Yeah, it didn't exactly eclipse the Kubrick version, did it? Which is, in theory, odd, because King kind of had a point about the movie. Kubrick strips out a lot of the fascinating material about the hotel's history, removes most of Jack's backstory and makes him a cartoonish brute instead of the richly nuanced tragic character of the novel, and reduces the apocalyptic ending to "Jack Nicholson freezes to death in a hedge maze while wearing one of the most embarrassing facial expressions known to man." It doesn't feel like it'd be that hard to do a better job of adapting the book, especially when given the extra time needed both to fill in the extra plot details and allow the tension to build like it did in the book.

But that doesn't take into account the enormous talent of Stanley Kubrick. For all that the novel works brilliantly, it works the same way that all of King's prose works--as an introspective character study. King is brilliant at getting inside his characters' heads, which is why his stories are so damned hard to adapt. Very little of what goes on is expressed through the dialogue, or even the events; it's all about the way people think. Kubrick was one of the few people who could let that out through tiny, almost unnoticed nuances of facial expression and body language (witness Wendy Torrance's explanation of Danny's old injury to the doctor, which has at least three layers of meaning to it from both actresses) and through spectacular camerawork that made otherwise boring infodump scenes watchable as pieces of sheer visual poetry.

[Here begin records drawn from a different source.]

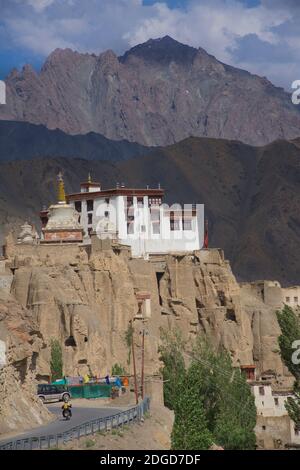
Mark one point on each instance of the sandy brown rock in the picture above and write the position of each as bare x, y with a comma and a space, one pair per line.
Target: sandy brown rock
19, 406
158, 93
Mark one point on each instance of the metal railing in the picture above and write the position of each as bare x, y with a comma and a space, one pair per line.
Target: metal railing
103, 424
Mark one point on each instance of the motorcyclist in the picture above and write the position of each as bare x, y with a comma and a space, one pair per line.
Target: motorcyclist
66, 409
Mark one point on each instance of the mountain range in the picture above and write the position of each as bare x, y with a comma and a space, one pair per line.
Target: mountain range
25, 141
251, 195
156, 94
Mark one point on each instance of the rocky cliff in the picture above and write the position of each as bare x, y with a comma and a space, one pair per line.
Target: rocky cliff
158, 93
86, 299
21, 344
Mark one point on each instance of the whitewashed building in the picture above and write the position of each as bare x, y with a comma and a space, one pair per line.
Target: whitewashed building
273, 422
138, 218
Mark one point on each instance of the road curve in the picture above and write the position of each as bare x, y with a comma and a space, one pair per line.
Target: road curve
80, 415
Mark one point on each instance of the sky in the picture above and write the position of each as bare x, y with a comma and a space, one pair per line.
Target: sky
262, 36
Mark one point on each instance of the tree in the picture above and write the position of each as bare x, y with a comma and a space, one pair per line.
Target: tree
289, 324
118, 369
128, 340
211, 399
56, 361
190, 431
228, 401
173, 369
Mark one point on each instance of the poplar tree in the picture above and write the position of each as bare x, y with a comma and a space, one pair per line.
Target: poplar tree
289, 324
56, 361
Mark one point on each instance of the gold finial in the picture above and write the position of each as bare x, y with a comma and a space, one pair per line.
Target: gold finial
61, 195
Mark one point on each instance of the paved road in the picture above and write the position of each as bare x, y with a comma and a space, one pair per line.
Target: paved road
80, 415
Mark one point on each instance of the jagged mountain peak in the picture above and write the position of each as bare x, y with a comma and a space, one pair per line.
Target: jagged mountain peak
162, 50
157, 93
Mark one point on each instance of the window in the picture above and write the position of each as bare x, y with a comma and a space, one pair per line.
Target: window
154, 201
187, 224
130, 227
156, 228
174, 223
90, 205
78, 206
129, 201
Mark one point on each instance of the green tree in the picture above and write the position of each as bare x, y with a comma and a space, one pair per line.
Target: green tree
211, 399
289, 324
228, 401
128, 340
56, 361
190, 431
173, 369
118, 369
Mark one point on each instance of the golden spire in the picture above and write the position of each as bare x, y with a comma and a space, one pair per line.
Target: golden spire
61, 195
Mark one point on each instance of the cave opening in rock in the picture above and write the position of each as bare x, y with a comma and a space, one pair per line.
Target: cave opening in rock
159, 276
70, 341
230, 314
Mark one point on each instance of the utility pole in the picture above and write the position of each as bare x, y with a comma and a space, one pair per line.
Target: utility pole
134, 366
143, 364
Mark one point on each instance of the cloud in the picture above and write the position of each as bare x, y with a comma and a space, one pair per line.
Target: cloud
39, 5
264, 38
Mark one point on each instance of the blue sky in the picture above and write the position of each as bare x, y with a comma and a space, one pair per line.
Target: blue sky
262, 36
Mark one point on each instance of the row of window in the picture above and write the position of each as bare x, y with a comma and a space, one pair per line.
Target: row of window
140, 203
288, 299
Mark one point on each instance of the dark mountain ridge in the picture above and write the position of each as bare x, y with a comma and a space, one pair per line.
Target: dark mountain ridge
251, 195
156, 94
24, 141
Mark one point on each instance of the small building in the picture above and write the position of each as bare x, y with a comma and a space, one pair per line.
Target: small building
249, 371
60, 222
138, 218
274, 428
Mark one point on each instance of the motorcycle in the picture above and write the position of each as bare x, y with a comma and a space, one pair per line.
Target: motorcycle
67, 413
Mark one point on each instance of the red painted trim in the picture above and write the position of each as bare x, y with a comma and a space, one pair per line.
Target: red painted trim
117, 192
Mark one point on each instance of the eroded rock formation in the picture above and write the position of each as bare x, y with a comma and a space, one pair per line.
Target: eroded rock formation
21, 345
86, 299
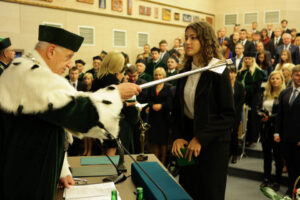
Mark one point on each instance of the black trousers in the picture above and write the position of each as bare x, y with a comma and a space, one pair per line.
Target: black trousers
270, 149
206, 180
292, 156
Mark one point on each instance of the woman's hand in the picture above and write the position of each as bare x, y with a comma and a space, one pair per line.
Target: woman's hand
178, 144
156, 107
277, 138
194, 147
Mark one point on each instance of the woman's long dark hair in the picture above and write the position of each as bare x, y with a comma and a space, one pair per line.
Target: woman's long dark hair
210, 47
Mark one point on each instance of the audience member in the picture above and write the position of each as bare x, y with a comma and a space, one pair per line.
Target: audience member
239, 56
267, 112
155, 62
238, 100
164, 54
287, 45
74, 75
263, 62
160, 102
288, 126
140, 64
248, 45
7, 54
96, 66
251, 76
285, 60
173, 63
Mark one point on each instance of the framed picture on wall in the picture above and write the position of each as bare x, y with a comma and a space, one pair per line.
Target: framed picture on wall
117, 5
186, 18
156, 13
196, 18
166, 14
86, 1
176, 16
102, 3
148, 11
209, 20
129, 7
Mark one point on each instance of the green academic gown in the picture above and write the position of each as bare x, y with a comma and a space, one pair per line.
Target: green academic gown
37, 112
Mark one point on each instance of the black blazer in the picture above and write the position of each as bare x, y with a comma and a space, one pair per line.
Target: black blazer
288, 120
213, 109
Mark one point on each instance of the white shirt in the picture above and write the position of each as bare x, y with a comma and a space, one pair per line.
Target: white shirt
189, 93
268, 105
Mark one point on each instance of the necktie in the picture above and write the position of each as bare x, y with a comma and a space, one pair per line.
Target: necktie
293, 97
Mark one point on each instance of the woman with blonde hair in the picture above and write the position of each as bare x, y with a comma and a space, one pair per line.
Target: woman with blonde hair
268, 112
160, 102
203, 115
251, 77
285, 60
112, 64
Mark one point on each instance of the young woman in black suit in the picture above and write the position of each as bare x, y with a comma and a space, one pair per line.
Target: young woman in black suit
203, 115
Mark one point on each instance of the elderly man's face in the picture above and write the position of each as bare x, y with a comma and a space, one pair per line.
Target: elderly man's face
60, 60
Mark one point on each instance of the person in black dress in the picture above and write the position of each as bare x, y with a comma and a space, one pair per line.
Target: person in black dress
159, 100
203, 115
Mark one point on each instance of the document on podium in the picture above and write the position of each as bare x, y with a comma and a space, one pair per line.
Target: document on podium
100, 191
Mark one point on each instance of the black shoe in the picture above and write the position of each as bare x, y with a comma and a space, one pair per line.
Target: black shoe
265, 183
234, 159
275, 186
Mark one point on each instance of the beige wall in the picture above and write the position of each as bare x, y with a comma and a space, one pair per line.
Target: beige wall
20, 19
289, 9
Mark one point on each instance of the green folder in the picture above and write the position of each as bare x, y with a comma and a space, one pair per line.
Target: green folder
90, 171
98, 160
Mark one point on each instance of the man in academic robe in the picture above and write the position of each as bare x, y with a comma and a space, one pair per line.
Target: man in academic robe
38, 109
7, 54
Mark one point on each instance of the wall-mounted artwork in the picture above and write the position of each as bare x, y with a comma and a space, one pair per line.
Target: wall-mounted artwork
176, 16
156, 13
117, 5
129, 7
209, 20
102, 3
196, 19
85, 1
143, 10
166, 14
186, 18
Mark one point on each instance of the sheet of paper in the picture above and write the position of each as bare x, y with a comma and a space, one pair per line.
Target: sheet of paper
100, 191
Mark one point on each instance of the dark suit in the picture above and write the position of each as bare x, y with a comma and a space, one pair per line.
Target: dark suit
294, 52
240, 64
165, 58
213, 117
288, 126
238, 97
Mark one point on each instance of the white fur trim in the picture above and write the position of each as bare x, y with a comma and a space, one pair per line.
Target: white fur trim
33, 89
65, 171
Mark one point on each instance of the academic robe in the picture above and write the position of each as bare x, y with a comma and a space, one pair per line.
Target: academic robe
35, 113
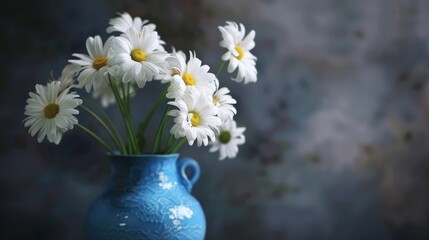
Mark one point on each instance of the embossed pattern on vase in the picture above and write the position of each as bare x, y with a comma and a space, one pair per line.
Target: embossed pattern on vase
145, 200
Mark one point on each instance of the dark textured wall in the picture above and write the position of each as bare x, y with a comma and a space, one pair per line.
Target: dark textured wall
337, 125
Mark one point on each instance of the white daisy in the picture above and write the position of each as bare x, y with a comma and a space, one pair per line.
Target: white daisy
135, 57
190, 75
173, 65
93, 67
239, 54
223, 104
195, 118
50, 112
124, 22
228, 139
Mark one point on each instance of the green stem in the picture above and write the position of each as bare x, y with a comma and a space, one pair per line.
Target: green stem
125, 115
96, 137
170, 142
159, 132
117, 142
109, 123
178, 146
149, 116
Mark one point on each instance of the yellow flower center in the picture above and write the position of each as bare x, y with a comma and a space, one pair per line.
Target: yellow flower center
215, 101
195, 119
224, 137
174, 72
240, 52
188, 79
99, 62
51, 110
138, 55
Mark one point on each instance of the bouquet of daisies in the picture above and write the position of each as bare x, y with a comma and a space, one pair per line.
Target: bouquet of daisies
195, 107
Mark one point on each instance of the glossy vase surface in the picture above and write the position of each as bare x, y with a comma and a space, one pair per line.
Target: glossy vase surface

For something like the remake to work, you would need a director as talented as Kubrick, or at least nearly as talented as Kubrick, but one whose vision was more in line with King's. Frank Darabont, who's directed several great King adaptations, would have been an excellent choice...so would Sam Raimi, who actually makes a cameo in the miniseries as a gas station attendant. But instead we got Mick Garris, a director mainly known for some 'Amazing Stories' episodes and the equally uninspired mini-series adaptation of 'The Stand'. It's probably a little unfair to say that King bet on the wrong horse here, but it's hard not to notice how little passion Garris gets out of any of the actors here.

And without that level of intensity and commitment in the performances, and without Kubrick's flair for the visuals, it's hard not to notice how damn slow and talky this story is. It really is a story about three people in a hotel having long conversations with each other, and Garris' direction leeches what drama there is out of that. He's not helped by King's teleplay, which makes all of the unspoken subtext into explicit text ("Listen to yourself! You sound just like your dad!") But he also doesn't do much to make the intense moments genuinely intense.

The actors try gamely. Steven Weber is better at playing Jack when he's being a sympathetic father, but he falls back on his sitcom habits when he's trying to play a crazy monster. The net result is something like watching Fred Flintstone devolve into madness. Rebecca de Mornay works hard at her role, but she's saddled with most of the worst dialogue. And Courtland Mead...well, let's just say that it's hard to find genuinely great child actors, and that you'd need one to play this part, and leave it at that.

There are other things I could question--the odd emphasis on AA that wasn't in the book, the decision to render the hedge animals in unconvincing CGI, the decision to make the whole thing as a broadcast television miniseries when one of King's greatest strengths as a writer is the way he turns profanity into an almost mellifluous poetry...but really, I don't think that Garris could have done any better with a better screenplay or better actors. There is, I maintain, a genuinely great version of 'The Shining' yet to be made that bears no resemblance to Kubrick's version...but this is not it.

1 comment:

magidin said...

Steven Weber was one of the two brothers in "Wings", not one of "My Two Dads" (Paul Reiser and Greg Evigan).